Limitations & Future Work

  • Limited task scope: Experiments were conducted only on ImageNet class-conditional generation (256/512). The effectiveness of the decoupled architecture in more complex conditions like text-to-image or text-to-video has yet to be verified. ⚠️ The authors noted slight degradation in some metrics at 512, attributed to insufficient fine-tuning steps.
  • Ratio determined by sweeping: The optimal encoder/decoder layer ratio was found through empirical sweeping (and varies significantly with scale), lacking predictive theoretical guidance; it might require re-sweeping for different datasets or model scales.
  • Budget selection for self-condition sharing: The trade-off between sharing ratio and quality requires manual selection of the budget \(K\), even though DP provides the optimal \(\Phi\) for a given \(K\).
  • Future directions: Extending the decoupling idea to text-conditioned diffusion or making the encoder/decoder ratio adaptive during training are natural next steps.
  • vs REPA: REPA adds representation alignment to a decoder-only structure to enhance low-frequency encoding, but performance saturates as the model scales. DDT completely separates encoding and decoding while reusing REPA’s alignment loss, consistently leading at the XL scale (1.31 vs 1.42 FID) with ~4× faster convergence.
  • vs DiT / SiT: Both are homogeneous decoder-only Diffusion Transformers. DDT identifies their inherent optimization dilemma between "semantic encoding vs high-frequency decoding" and solves it with an asymmetric encoder-decoder, where the fundamental difference lies in the architecture rather than training tricks.
  • vs DeepCache (UNet Cache Reuse): DeepCache uses manual uniform caching for UNet acceleration, but UNet lacks representation alignment and has poor adjacent step consistency. DDT possesses stronger consistency and uses Statistic Dynamic Programming for optimal sharing, resulting in more stable acceleration with less quality loss.
  • vs MAR: MAR relies on semantic features produced by a masked backbone to overcome the insufficient capacity of a lightweight decoder head. This shares the same motivation as DDT's "isolating semantic encoding," but DDT follows a purely continuous diffusion approach with encoder-decoder decoupling.

Rating

  • Novelty: ⭐⭐⭐⭐⭐ A clear and unique design path from spectral diagnosis to encoder-decoder decoupling and DP sharing.

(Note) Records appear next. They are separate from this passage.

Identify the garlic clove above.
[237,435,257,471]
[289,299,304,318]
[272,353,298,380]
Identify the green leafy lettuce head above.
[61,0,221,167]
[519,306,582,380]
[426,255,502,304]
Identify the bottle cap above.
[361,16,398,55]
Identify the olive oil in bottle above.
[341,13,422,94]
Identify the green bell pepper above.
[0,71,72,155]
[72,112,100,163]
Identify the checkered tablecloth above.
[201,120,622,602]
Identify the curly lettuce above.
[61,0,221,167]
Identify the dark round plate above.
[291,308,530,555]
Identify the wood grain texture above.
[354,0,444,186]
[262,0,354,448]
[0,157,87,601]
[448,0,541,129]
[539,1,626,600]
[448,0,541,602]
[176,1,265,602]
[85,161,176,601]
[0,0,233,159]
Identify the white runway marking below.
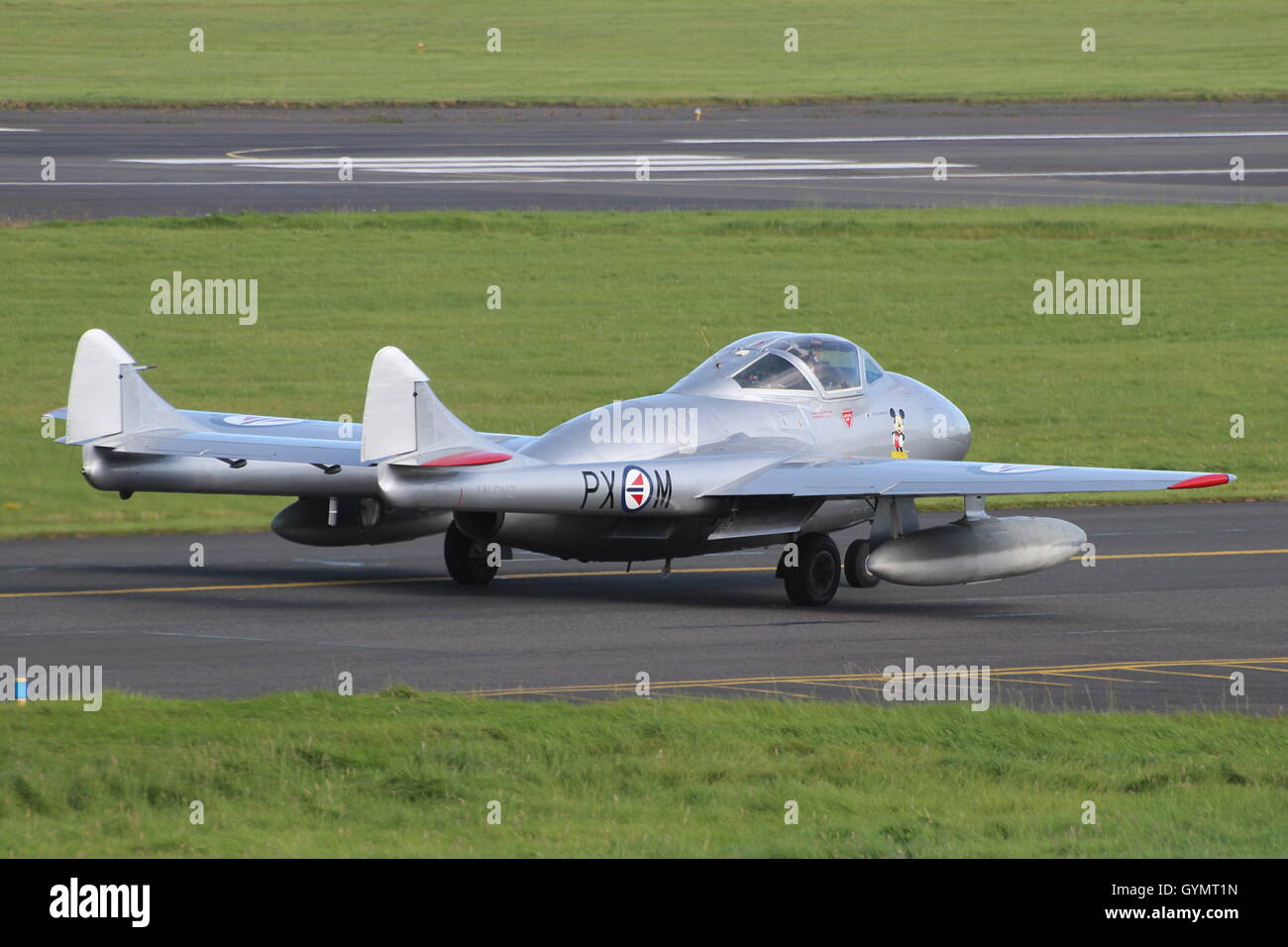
[0,164,1288,187]
[665,130,1288,145]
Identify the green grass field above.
[0,0,1288,106]
[0,688,1288,858]
[0,205,1288,537]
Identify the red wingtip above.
[421,451,510,467]
[1168,474,1231,489]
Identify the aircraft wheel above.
[783,532,841,605]
[443,523,496,585]
[845,540,881,588]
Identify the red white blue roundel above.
[622,467,653,513]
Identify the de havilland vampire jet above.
[48,329,1234,605]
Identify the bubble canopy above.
[671,331,884,398]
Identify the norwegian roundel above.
[622,467,653,513]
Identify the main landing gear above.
[845,540,881,588]
[443,523,497,585]
[777,532,881,605]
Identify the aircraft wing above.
[702,458,1235,498]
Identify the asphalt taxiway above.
[0,102,1288,219]
[0,504,1288,712]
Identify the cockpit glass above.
[773,335,863,393]
[733,355,810,391]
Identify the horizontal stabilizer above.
[362,346,510,468]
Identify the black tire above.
[443,523,497,585]
[845,540,881,588]
[783,532,841,605]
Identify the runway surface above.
[0,496,1288,714]
[0,102,1288,219]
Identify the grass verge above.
[0,0,1285,106]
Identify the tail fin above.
[63,329,190,445]
[362,346,510,467]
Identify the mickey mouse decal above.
[890,408,909,459]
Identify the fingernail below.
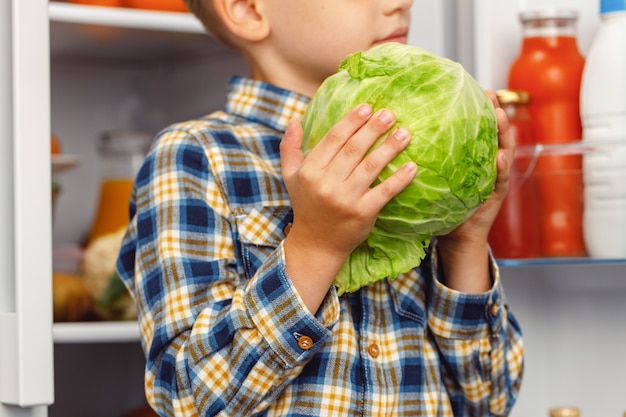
[358,104,372,117]
[393,127,409,141]
[378,110,393,123]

  • Experimental Thoroughness: ⭐⭐⭐⭐⭐ Systematic comparison across sizes + ablation on ratios/block types/sharing strategies + SoTA on both 256/512 resolutions.

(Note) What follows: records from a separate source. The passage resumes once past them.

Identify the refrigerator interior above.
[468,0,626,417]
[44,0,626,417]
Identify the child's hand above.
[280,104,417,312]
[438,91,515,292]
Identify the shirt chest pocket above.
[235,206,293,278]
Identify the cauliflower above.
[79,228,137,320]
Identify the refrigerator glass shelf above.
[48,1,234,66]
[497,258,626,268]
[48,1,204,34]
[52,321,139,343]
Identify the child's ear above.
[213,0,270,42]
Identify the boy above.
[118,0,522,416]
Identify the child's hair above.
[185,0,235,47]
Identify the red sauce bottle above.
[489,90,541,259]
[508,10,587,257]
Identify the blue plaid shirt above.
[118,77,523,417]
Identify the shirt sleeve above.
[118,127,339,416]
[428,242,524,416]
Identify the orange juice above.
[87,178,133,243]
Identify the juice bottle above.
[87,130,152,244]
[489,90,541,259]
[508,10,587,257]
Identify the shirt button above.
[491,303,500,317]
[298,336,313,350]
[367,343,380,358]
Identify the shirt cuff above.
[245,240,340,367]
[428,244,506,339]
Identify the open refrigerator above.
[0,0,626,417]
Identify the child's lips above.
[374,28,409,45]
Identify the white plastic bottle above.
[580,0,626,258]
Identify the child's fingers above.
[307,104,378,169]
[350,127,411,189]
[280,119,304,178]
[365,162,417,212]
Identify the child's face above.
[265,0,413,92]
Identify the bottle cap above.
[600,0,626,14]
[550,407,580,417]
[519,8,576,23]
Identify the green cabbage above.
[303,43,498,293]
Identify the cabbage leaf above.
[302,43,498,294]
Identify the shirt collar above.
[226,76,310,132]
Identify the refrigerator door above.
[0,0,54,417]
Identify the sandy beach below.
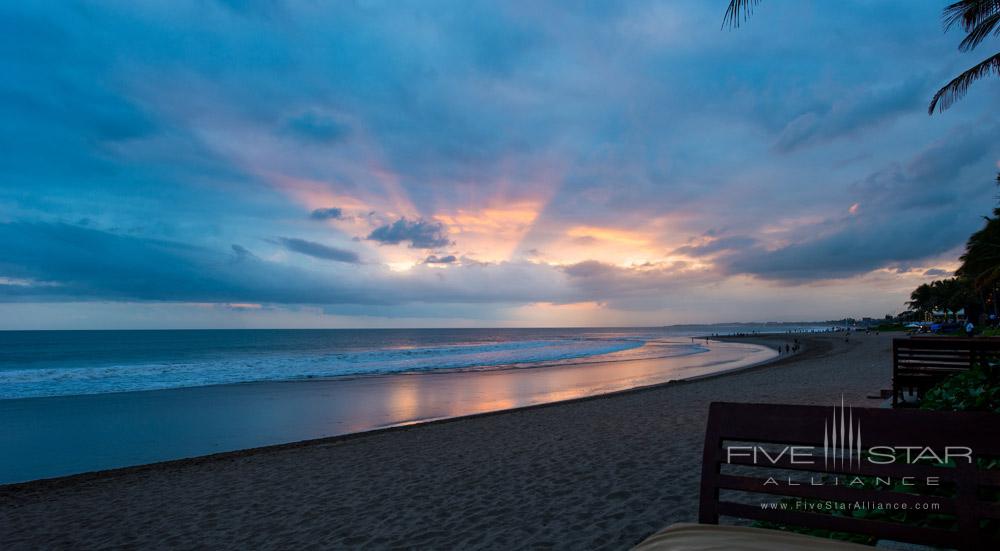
[0,335,891,549]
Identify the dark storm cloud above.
[309,207,344,220]
[774,78,931,153]
[0,222,582,305]
[718,123,1000,281]
[284,112,350,144]
[0,0,1000,324]
[368,218,450,249]
[278,237,361,264]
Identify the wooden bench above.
[692,403,1000,550]
[892,337,1000,407]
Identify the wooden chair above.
[892,337,1000,407]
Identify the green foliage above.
[907,277,976,322]
[920,364,1000,413]
[753,364,1000,545]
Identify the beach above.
[0,334,891,549]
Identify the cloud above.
[232,243,257,260]
[717,122,1000,282]
[672,236,757,257]
[278,237,361,264]
[284,111,351,145]
[424,254,458,264]
[309,207,344,220]
[368,218,451,249]
[774,77,929,153]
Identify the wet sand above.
[0,335,891,549]
[0,339,774,484]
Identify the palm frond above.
[958,11,1000,52]
[722,0,760,29]
[944,0,1000,32]
[927,53,1000,115]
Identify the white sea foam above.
[0,338,706,399]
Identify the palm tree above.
[722,0,1000,115]
[927,0,1000,115]
[906,283,937,314]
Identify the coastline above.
[0,335,889,548]
[0,336,774,483]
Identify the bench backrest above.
[892,337,1000,405]
[699,402,1000,549]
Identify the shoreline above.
[0,335,796,497]
[0,341,775,484]
[0,335,889,548]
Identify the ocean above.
[0,326,828,400]
[0,325,820,484]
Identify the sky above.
[0,0,1000,329]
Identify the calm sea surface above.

  • Writing Quality: ⭐⭐⭐⭐ The logic from diagnosis to design to verification is smooth and formulas are clear; certain details (like the DP state transition) might require checking the original text for full context.
  • Value: ⭐⭐⭐⭐⭐ 4× training speedup + nearly 3× inference speedup + new SoTA, with "large encoder, small decoder" providing general guidance for future model design.